Village in Uttar Pradesh, India

Nasirpur is a village in Firozabad block of Firozabad district, Uttar Pradesh. It is located southeast of Firozabad. As of 2011, it had a population of 1,491, in 225 households.

== Geography ==
Nasirpur is located south-southeast of Firozabad, to the east of a small stream called the Ganda Nala. The village is surrounded by farmland on all sides. To the north, along the road leading from Firozabad, is the village of Barkatpur; to the northeast is the village of Paharpur; to the east is Jahangirpur; and to the south is Basai Muhammadpur.

== Demographics ==
As of 2011, Nasirpur had a population of 1,491, in 225 households. This population was 53.4% male (796) and 46.6% female (695). The 0–6 age group numbered 339 (181 male and 158 female), making up 22.7% of the total population. 76 residents were members of Scheduled Castes, or 5.1% of the total.

The 1981 census recorded Nasirpur as having a population of 480 people (252 male and 228 female), in 79 households and 79 physical houses.

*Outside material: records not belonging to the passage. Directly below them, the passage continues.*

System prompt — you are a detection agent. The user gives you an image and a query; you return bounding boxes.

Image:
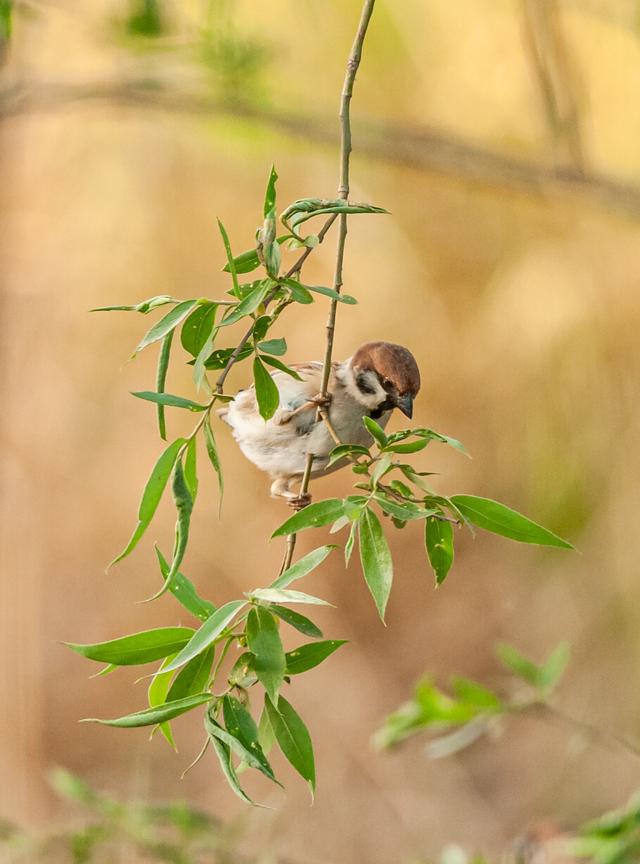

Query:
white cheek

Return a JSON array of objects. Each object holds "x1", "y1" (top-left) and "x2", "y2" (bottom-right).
[{"x1": 344, "y1": 367, "x2": 386, "y2": 408}]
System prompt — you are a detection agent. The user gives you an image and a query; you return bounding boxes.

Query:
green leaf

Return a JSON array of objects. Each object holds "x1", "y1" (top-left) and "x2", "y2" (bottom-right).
[
  {"x1": 161, "y1": 600, "x2": 246, "y2": 674},
  {"x1": 65, "y1": 627, "x2": 195, "y2": 666},
  {"x1": 265, "y1": 695, "x2": 315, "y2": 795},
  {"x1": 204, "y1": 415, "x2": 224, "y2": 509},
  {"x1": 218, "y1": 282, "x2": 271, "y2": 328},
  {"x1": 222, "y1": 238, "x2": 288, "y2": 276},
  {"x1": 253, "y1": 356, "x2": 280, "y2": 420},
  {"x1": 327, "y1": 443, "x2": 370, "y2": 467},
  {"x1": 166, "y1": 645, "x2": 215, "y2": 702},
  {"x1": 180, "y1": 302, "x2": 218, "y2": 357},
  {"x1": 413, "y1": 428, "x2": 470, "y2": 457},
  {"x1": 263, "y1": 165, "x2": 278, "y2": 217},
  {"x1": 425, "y1": 516, "x2": 454, "y2": 586},
  {"x1": 206, "y1": 721, "x2": 255, "y2": 805},
  {"x1": 270, "y1": 545, "x2": 335, "y2": 589},
  {"x1": 269, "y1": 605, "x2": 323, "y2": 639},
  {"x1": 370, "y1": 453, "x2": 393, "y2": 487},
  {"x1": 155, "y1": 330, "x2": 173, "y2": 440},
  {"x1": 222, "y1": 696, "x2": 278, "y2": 783},
  {"x1": 184, "y1": 437, "x2": 198, "y2": 503},
  {"x1": 154, "y1": 546, "x2": 215, "y2": 621},
  {"x1": 286, "y1": 282, "x2": 314, "y2": 304},
  {"x1": 246, "y1": 607, "x2": 286, "y2": 704},
  {"x1": 363, "y1": 416, "x2": 388, "y2": 448},
  {"x1": 217, "y1": 218, "x2": 239, "y2": 297},
  {"x1": 373, "y1": 494, "x2": 430, "y2": 522},
  {"x1": 148, "y1": 655, "x2": 178, "y2": 749},
  {"x1": 91, "y1": 294, "x2": 177, "y2": 314},
  {"x1": 452, "y1": 678, "x2": 502, "y2": 711},
  {"x1": 257, "y1": 337, "x2": 286, "y2": 356},
  {"x1": 82, "y1": 693, "x2": 212, "y2": 728},
  {"x1": 260, "y1": 355, "x2": 302, "y2": 380},
  {"x1": 203, "y1": 343, "x2": 254, "y2": 370},
  {"x1": 359, "y1": 508, "x2": 393, "y2": 622},
  {"x1": 258, "y1": 705, "x2": 276, "y2": 756},
  {"x1": 110, "y1": 438, "x2": 185, "y2": 567},
  {"x1": 344, "y1": 520, "x2": 358, "y2": 566},
  {"x1": 272, "y1": 500, "x2": 345, "y2": 538},
  {"x1": 285, "y1": 640, "x2": 346, "y2": 675},
  {"x1": 131, "y1": 391, "x2": 207, "y2": 411},
  {"x1": 134, "y1": 299, "x2": 200, "y2": 355},
  {"x1": 450, "y1": 495, "x2": 573, "y2": 548},
  {"x1": 281, "y1": 277, "x2": 356, "y2": 305},
  {"x1": 248, "y1": 588, "x2": 332, "y2": 606},
  {"x1": 147, "y1": 459, "x2": 194, "y2": 602},
  {"x1": 281, "y1": 198, "x2": 387, "y2": 241},
  {"x1": 385, "y1": 438, "x2": 429, "y2": 454},
  {"x1": 539, "y1": 642, "x2": 570, "y2": 692},
  {"x1": 495, "y1": 643, "x2": 543, "y2": 686}
]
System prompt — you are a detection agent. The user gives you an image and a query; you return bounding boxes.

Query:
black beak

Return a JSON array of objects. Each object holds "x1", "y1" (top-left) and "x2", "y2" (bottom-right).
[{"x1": 396, "y1": 393, "x2": 413, "y2": 419}]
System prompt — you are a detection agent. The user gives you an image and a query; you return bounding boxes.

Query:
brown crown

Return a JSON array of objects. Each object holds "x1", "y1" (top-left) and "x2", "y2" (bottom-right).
[{"x1": 351, "y1": 341, "x2": 421, "y2": 395}]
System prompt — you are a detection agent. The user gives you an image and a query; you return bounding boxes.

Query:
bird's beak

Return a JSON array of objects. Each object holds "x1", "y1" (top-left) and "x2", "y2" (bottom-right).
[{"x1": 396, "y1": 393, "x2": 413, "y2": 419}]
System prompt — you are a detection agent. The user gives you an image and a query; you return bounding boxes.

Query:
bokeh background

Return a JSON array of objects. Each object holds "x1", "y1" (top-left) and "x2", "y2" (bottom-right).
[{"x1": 2, "y1": 0, "x2": 640, "y2": 861}]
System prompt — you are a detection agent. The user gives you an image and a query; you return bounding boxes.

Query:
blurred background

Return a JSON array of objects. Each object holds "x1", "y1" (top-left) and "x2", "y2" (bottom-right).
[{"x1": 2, "y1": 0, "x2": 640, "y2": 861}]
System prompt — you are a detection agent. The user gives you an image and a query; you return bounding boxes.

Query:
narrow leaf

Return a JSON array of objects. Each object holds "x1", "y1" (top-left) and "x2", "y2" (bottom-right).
[
  {"x1": 257, "y1": 337, "x2": 286, "y2": 356},
  {"x1": 363, "y1": 416, "x2": 388, "y2": 448},
  {"x1": 253, "y1": 356, "x2": 280, "y2": 420},
  {"x1": 271, "y1": 500, "x2": 345, "y2": 538},
  {"x1": 207, "y1": 724, "x2": 254, "y2": 805},
  {"x1": 134, "y1": 299, "x2": 199, "y2": 355},
  {"x1": 285, "y1": 640, "x2": 346, "y2": 675},
  {"x1": 269, "y1": 605, "x2": 323, "y2": 639},
  {"x1": 260, "y1": 355, "x2": 302, "y2": 380},
  {"x1": 450, "y1": 495, "x2": 573, "y2": 548},
  {"x1": 180, "y1": 302, "x2": 217, "y2": 357},
  {"x1": 217, "y1": 218, "x2": 239, "y2": 297},
  {"x1": 270, "y1": 544, "x2": 335, "y2": 588},
  {"x1": 131, "y1": 391, "x2": 207, "y2": 411},
  {"x1": 161, "y1": 601, "x2": 246, "y2": 674},
  {"x1": 110, "y1": 438, "x2": 185, "y2": 566},
  {"x1": 265, "y1": 695, "x2": 315, "y2": 794},
  {"x1": 204, "y1": 415, "x2": 224, "y2": 510},
  {"x1": 248, "y1": 588, "x2": 332, "y2": 606},
  {"x1": 155, "y1": 330, "x2": 173, "y2": 440},
  {"x1": 155, "y1": 546, "x2": 215, "y2": 621},
  {"x1": 66, "y1": 627, "x2": 195, "y2": 666},
  {"x1": 218, "y1": 282, "x2": 270, "y2": 328},
  {"x1": 425, "y1": 516, "x2": 454, "y2": 585},
  {"x1": 359, "y1": 508, "x2": 393, "y2": 622},
  {"x1": 246, "y1": 607, "x2": 286, "y2": 704},
  {"x1": 82, "y1": 693, "x2": 212, "y2": 728},
  {"x1": 148, "y1": 655, "x2": 178, "y2": 749},
  {"x1": 222, "y1": 696, "x2": 278, "y2": 783},
  {"x1": 166, "y1": 645, "x2": 215, "y2": 702}
]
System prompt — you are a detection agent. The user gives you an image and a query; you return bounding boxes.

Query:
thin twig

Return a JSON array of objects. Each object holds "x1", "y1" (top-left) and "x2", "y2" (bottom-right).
[{"x1": 280, "y1": 0, "x2": 376, "y2": 574}]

The 1961 census recorded Nasirpur as comprising 1 hamlet, with a total population of 360 people (179 male and 181 female), in 110 households and 86 physical houses. The area of the village was given as 247 acres.

== Infrastructure ==
As of 2011, Nasirpur had 1 primary school; it did not have any healthcare facilities. Drinking water was provided by hand pump; there were no public toilets. The village did not have a post office or public library; there was at least some access to electricity for all purposes. Streets were made of both kachcha and pakka materials.